It’s who I am; it’s how I navigate my way through the world. It has not prevented
me from doing anything I set out to do.
And I’ve found out
something else really important, and it is that there is no normal. Normal is
simply a point on a continuum that measures human behaviors. It is simply the
average or middle of the range that stretches to extremes on either end. Each
one of us falls on that line somewhere, and though there may be some
individuals out there who fall exactly at the mid-point, who are exactly the
average of all the possible human behavior combinations, I don’t think there
are many, and, in all likelihood, it doesn’t seem like a great place to end up.

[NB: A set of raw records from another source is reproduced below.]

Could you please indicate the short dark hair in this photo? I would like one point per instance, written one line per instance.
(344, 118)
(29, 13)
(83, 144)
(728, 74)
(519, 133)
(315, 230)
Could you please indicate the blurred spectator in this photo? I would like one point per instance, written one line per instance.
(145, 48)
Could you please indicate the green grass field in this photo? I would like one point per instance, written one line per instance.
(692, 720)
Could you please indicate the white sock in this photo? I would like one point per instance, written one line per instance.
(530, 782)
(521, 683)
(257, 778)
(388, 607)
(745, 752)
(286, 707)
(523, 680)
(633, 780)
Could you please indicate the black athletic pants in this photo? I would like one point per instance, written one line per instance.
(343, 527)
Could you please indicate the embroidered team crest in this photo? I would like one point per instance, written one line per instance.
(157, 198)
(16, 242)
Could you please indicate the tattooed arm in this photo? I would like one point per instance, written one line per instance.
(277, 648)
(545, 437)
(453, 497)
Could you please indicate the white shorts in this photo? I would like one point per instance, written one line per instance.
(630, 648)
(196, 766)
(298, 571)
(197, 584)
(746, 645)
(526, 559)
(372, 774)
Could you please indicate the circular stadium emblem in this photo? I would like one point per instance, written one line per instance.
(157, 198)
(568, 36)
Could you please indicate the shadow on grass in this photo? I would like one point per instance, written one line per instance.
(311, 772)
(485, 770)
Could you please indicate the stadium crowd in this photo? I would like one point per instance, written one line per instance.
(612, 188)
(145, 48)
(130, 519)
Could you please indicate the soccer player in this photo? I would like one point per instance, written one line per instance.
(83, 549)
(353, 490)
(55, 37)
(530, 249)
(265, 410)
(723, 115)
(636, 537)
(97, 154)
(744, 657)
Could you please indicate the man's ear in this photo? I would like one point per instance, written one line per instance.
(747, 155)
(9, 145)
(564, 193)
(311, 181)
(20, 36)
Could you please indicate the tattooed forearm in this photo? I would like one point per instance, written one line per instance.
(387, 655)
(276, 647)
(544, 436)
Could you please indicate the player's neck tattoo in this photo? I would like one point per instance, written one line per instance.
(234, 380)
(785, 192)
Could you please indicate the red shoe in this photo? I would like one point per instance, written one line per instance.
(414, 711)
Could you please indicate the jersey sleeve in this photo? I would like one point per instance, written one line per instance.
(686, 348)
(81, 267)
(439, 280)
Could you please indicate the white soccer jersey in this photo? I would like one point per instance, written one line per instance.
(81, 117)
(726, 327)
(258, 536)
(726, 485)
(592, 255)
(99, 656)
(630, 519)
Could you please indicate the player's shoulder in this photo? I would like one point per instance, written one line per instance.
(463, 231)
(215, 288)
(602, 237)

If we all resided at point normal, life would be a very boring stretch indeed.
So the very things
that sometimes backfire on me are the very things that assist me in succeeding
in life, in finding love, in bearing and raising children, in creating a career,
and in being creative. And my search for where I fall on the grid of humanity
barely matters because my position on the grid will not shed any light on who I
am. The process of changing behaviors and moving along the grid can sometimes
help a person cope better with life and its complexities. Sometimes a person is
paralyzed by certain behavioral aspects and really does need assistance and
change. But, for most of us, those who are navigating through life and don’t
feel paralysis or who don’t exercise undue impulsivity, changing certain attributes
about oneself is not as rewarding as one might imagine, and change can
actually backfire.
I think it is much
more productive to be aware of who one is, and to acknowledge, accept, and work
within that framework through life, knowing that it isn’t going to be perfect
because no one is perfect, no one sits at the absolute center of humanity.
That’s why I have
spoken in past posts about swimming in the muck of my emotions and relishing
the process. It’s my way of knowing and experiencing all that I am. Understanding
who I am, in all my imperfection, allows me to be open to other people and who
they are and to not pass judgment about where on the grid they may fall and if
that means they are good or bad people. We are so much more complex than that.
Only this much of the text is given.